MWRA can cut sewage plant costs even more, report says.

BOSTON -- The Massachusetts Water Resources Authority received another dose of good news yesterday when an engineering study said the agency may be able to lop $165 million off the cost of building the Deer Island sewage treatment facility.

A nearly completed report from the engineering firm of Camp, Dresser & McKee will recommend that the MWRA reduce the size of the facility's secondary sewage treatment plant, the authority said.

The report is also expected to show that the authority will be able to achieve the savings with no sacrifice to the environment.

The amount of sewage that the plant will have to process is expected to be lower than was initially estimated in the MWRA's 1988 plan, according to the report.

The report is expected to be officially released to the public and the authority's board of directors on Nov. 4, 1994. All modifications or changes to the Deer Island plant have to be approved by the federal court overseeing the project.

"Bigger isn't necessarily better, and the recommendation is, in essence, that the MWRA buy a Chevrolet instead of a Cadillac, which we don't need," said Douglas B. MacDonald, the authority's executive director. "This is precisely the kind of expertise and guidance we are looking for as we continue to search for ways to do our job more efficiently and at less cost to MWRA ratepayers."

In the mid-1980s, a federal judge ordered the authority to finance the cleanup of Boston Harbor and the construction of the Deer Island sewage treatment plant, which will consist of both the secondary treatment facility and a primary treatment facility.

To fund the projects, the MWRA decided to sell revenue bonds secured by the water and sewer rate payments that the authority receives from more than 60 communities in the Boston metropolitan area.

So far, the authority has issued more than $2.5 billion of debt for the projects.

At the outset of the bond sales, the authority expected the projects to cost about $7.7 billion. But because of favorable interest rates and many cost revisions, the authority now expects costs of just under $5 billion.

The authority is scheduled to bring the first phase of the Deer Island facility on line sometime next month. The first phase will allow the authority to test the sewage lines and treatment methods. Authority executives hope to be processing sewage in the Deer Island plants sometime next spring.

Earlier this fall, KPMG Peat Marwick, a Texas-based consulting firm, generally praised the MWRA's work on the sewage facilities in a report on the authority's operations.
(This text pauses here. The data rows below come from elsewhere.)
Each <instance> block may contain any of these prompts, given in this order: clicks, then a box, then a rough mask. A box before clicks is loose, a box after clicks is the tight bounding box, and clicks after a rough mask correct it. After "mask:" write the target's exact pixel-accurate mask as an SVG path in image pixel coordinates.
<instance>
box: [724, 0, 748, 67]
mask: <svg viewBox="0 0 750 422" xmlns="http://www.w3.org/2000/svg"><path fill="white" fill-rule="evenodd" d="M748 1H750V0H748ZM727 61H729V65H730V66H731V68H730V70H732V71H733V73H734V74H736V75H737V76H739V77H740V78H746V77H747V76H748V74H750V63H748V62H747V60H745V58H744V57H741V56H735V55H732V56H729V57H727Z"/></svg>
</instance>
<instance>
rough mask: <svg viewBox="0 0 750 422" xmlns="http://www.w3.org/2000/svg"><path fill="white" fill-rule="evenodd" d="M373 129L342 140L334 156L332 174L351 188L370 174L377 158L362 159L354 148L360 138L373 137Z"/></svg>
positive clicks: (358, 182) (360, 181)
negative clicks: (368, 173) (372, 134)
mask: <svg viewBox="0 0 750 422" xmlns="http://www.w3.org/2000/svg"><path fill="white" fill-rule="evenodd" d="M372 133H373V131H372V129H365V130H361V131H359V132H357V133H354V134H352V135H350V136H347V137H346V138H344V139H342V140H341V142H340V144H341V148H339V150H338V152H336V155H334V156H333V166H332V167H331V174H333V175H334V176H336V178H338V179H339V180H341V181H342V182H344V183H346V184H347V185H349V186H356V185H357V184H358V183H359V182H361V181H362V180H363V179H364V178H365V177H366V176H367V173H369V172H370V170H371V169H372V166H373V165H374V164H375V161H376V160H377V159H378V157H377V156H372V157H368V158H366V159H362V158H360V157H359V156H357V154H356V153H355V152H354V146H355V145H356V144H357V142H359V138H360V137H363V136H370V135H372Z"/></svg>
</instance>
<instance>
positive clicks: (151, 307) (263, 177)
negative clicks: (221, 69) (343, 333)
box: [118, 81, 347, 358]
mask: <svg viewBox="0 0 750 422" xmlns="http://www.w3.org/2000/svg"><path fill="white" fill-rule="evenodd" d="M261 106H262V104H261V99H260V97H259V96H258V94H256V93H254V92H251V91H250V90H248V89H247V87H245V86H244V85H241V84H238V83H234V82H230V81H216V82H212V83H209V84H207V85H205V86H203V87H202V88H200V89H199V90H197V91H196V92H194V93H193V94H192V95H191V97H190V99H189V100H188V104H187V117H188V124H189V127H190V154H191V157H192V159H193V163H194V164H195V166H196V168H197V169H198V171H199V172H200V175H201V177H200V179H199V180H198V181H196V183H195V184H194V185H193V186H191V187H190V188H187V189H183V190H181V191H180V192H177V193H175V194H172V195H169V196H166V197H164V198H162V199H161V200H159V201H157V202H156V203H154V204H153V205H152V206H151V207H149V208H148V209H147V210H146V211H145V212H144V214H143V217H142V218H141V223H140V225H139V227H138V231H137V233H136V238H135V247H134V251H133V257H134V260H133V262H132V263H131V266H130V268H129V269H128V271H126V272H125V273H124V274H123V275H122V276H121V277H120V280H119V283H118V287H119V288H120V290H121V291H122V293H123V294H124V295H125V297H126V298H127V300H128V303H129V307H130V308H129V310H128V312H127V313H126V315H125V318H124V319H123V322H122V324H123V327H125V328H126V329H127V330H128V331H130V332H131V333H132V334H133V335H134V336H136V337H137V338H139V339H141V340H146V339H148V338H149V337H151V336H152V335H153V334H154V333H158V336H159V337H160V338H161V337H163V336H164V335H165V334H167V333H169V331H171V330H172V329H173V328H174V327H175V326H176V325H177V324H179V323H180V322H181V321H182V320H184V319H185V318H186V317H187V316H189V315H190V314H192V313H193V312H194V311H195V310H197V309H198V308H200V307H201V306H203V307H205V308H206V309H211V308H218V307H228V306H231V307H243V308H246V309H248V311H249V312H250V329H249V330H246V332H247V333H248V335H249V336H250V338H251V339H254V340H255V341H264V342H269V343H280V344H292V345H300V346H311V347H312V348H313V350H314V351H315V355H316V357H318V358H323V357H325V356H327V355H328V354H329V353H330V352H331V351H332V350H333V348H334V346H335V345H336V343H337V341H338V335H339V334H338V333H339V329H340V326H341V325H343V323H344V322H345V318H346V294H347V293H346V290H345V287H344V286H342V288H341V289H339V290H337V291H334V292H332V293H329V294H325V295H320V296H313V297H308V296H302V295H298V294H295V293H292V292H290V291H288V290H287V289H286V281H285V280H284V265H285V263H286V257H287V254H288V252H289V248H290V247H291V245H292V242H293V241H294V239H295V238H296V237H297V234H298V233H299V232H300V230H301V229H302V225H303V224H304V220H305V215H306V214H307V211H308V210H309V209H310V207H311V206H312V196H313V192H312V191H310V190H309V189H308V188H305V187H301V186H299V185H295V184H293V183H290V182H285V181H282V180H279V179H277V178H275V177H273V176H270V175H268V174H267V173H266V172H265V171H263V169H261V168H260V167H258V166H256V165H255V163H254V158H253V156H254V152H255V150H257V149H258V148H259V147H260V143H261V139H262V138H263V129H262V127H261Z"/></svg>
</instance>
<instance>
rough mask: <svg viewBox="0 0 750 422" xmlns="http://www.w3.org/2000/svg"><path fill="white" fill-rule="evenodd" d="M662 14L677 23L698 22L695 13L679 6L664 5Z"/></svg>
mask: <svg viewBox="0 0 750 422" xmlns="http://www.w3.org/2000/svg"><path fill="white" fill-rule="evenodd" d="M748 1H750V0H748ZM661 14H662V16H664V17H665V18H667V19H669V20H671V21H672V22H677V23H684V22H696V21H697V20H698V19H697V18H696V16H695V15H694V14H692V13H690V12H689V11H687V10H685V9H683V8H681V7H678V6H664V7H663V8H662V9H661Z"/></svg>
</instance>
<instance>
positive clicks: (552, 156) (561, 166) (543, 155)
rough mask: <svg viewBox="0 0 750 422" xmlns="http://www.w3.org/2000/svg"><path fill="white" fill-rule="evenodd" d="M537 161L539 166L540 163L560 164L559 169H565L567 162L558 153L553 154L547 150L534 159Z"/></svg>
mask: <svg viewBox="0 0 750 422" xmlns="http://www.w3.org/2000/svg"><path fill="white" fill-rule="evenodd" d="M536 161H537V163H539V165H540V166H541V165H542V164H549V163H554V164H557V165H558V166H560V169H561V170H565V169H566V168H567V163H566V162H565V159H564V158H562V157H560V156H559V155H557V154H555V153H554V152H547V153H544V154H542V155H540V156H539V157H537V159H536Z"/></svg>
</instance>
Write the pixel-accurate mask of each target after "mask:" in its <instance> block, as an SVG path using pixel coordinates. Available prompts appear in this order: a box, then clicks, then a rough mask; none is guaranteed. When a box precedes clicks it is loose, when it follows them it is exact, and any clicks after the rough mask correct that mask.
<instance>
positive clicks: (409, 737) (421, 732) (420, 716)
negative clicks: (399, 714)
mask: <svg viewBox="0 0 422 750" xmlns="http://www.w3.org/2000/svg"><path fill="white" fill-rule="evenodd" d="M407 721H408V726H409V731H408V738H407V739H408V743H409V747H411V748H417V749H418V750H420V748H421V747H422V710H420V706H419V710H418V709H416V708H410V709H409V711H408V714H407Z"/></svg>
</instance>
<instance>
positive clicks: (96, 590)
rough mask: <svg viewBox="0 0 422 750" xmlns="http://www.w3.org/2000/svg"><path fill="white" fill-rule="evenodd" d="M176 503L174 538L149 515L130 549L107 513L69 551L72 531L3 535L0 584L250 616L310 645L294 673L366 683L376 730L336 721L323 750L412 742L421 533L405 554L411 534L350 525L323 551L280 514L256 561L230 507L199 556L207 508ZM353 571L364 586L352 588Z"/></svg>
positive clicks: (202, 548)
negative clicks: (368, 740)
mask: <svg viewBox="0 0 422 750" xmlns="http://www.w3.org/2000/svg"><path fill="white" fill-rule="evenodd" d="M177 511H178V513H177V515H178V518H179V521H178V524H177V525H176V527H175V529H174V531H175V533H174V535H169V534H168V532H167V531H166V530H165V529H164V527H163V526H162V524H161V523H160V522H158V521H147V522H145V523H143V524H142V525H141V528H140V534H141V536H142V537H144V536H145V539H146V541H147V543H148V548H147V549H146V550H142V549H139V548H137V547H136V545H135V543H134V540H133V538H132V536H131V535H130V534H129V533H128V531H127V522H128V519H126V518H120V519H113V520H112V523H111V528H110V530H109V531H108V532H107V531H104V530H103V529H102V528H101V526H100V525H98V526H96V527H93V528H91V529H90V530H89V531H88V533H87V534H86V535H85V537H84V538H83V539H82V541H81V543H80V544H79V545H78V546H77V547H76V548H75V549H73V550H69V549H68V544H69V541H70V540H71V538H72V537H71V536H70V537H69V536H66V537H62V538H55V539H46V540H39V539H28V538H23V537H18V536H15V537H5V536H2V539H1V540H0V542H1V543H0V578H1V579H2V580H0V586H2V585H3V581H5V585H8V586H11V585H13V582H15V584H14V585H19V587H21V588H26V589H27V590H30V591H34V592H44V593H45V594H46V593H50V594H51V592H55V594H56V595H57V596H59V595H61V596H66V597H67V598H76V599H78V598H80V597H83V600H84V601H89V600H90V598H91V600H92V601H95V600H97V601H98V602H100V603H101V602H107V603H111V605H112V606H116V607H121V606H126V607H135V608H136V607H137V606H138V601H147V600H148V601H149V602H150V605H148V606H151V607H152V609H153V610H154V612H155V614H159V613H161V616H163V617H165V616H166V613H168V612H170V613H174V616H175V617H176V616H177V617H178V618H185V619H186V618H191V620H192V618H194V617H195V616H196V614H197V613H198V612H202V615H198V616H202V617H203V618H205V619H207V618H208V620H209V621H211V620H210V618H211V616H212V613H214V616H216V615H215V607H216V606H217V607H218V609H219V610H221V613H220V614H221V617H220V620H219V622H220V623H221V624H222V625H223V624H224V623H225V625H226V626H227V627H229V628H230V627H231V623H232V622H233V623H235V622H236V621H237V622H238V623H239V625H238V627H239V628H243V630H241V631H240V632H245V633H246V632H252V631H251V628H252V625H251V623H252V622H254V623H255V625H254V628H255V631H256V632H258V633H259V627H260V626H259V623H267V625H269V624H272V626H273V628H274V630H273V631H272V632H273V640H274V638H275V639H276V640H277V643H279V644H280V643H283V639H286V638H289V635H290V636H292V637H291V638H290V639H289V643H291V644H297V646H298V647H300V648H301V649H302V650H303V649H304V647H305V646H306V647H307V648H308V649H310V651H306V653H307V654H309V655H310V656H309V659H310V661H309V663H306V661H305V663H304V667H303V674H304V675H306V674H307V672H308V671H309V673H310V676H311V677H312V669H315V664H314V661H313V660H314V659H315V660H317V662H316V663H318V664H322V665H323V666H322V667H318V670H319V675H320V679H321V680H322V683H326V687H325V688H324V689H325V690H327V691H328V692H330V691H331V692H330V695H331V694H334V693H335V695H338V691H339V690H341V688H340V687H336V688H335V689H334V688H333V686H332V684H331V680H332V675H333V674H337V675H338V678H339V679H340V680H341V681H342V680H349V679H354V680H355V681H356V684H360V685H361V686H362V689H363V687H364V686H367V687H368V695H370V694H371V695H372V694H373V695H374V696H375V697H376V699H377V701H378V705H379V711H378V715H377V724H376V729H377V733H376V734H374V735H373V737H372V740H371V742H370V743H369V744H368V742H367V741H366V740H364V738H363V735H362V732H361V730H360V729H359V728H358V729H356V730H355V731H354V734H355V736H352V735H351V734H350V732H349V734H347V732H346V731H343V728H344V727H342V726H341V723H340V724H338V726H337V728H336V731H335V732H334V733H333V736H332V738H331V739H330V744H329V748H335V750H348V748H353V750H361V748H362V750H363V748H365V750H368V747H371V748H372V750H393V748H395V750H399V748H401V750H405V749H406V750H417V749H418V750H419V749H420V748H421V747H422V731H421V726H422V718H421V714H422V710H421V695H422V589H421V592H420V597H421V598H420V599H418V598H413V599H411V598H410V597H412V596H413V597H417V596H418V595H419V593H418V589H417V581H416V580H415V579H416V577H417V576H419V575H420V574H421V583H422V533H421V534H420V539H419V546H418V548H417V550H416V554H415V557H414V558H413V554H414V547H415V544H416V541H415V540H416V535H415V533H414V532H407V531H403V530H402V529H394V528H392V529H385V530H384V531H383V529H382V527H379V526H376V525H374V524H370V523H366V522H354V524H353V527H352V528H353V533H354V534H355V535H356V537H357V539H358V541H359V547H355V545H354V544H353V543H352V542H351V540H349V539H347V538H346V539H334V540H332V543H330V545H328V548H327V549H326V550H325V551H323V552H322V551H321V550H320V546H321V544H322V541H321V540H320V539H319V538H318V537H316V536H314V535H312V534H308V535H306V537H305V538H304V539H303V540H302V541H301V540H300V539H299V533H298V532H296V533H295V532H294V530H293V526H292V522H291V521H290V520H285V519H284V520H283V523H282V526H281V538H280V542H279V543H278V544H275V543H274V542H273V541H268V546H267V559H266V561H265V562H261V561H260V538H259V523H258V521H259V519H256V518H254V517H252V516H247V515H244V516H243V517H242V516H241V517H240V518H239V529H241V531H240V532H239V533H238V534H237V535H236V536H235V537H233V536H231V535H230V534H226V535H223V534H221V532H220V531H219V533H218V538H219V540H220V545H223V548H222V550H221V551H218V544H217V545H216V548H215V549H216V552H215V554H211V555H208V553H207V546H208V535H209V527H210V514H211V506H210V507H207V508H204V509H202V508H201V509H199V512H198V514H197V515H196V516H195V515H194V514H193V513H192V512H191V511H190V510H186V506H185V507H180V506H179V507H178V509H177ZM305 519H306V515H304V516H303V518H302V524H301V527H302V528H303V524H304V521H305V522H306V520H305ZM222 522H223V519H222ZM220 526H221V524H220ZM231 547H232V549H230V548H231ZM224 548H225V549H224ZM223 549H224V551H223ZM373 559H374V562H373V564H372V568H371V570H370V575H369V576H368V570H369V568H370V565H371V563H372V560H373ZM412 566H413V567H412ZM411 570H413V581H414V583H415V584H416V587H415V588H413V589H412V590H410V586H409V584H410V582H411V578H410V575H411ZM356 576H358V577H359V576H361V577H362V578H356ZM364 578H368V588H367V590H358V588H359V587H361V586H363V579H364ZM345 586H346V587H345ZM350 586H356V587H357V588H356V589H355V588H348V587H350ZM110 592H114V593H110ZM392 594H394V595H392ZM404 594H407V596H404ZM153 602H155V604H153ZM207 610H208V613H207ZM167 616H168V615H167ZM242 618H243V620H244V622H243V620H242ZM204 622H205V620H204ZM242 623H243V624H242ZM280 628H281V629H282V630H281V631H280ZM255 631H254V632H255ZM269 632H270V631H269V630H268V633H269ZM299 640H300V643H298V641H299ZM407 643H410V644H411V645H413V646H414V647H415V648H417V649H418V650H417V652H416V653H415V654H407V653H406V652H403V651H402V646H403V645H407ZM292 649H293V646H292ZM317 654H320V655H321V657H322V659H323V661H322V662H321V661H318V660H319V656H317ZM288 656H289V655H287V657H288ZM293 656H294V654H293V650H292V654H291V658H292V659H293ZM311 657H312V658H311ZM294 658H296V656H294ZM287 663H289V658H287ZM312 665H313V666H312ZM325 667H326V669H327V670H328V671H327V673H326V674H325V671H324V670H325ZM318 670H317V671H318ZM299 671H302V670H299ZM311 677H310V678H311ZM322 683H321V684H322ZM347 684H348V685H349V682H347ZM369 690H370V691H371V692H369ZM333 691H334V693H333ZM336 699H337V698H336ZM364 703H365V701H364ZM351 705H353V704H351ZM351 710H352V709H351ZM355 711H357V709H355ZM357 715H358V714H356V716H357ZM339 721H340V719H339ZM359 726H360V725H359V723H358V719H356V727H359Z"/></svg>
The report also listed approximately $300 million in potential spending cuts to the sewage plant project.

The report stated that the authority could save the money by eliminating certain redundant systems, changing some of the commonwealth's land use standards, and diversifying bond issuance practices.

As far as diversifying the MWRA's issuance, authority executives are in the process of establishing a commercial paper program that they hope will be in place in the early part of 1995.

"This [report] is the culmination of an exhaustive review encouraged by the MWRA advisory board, state and local officials, and other concerned parties," MacDonald said.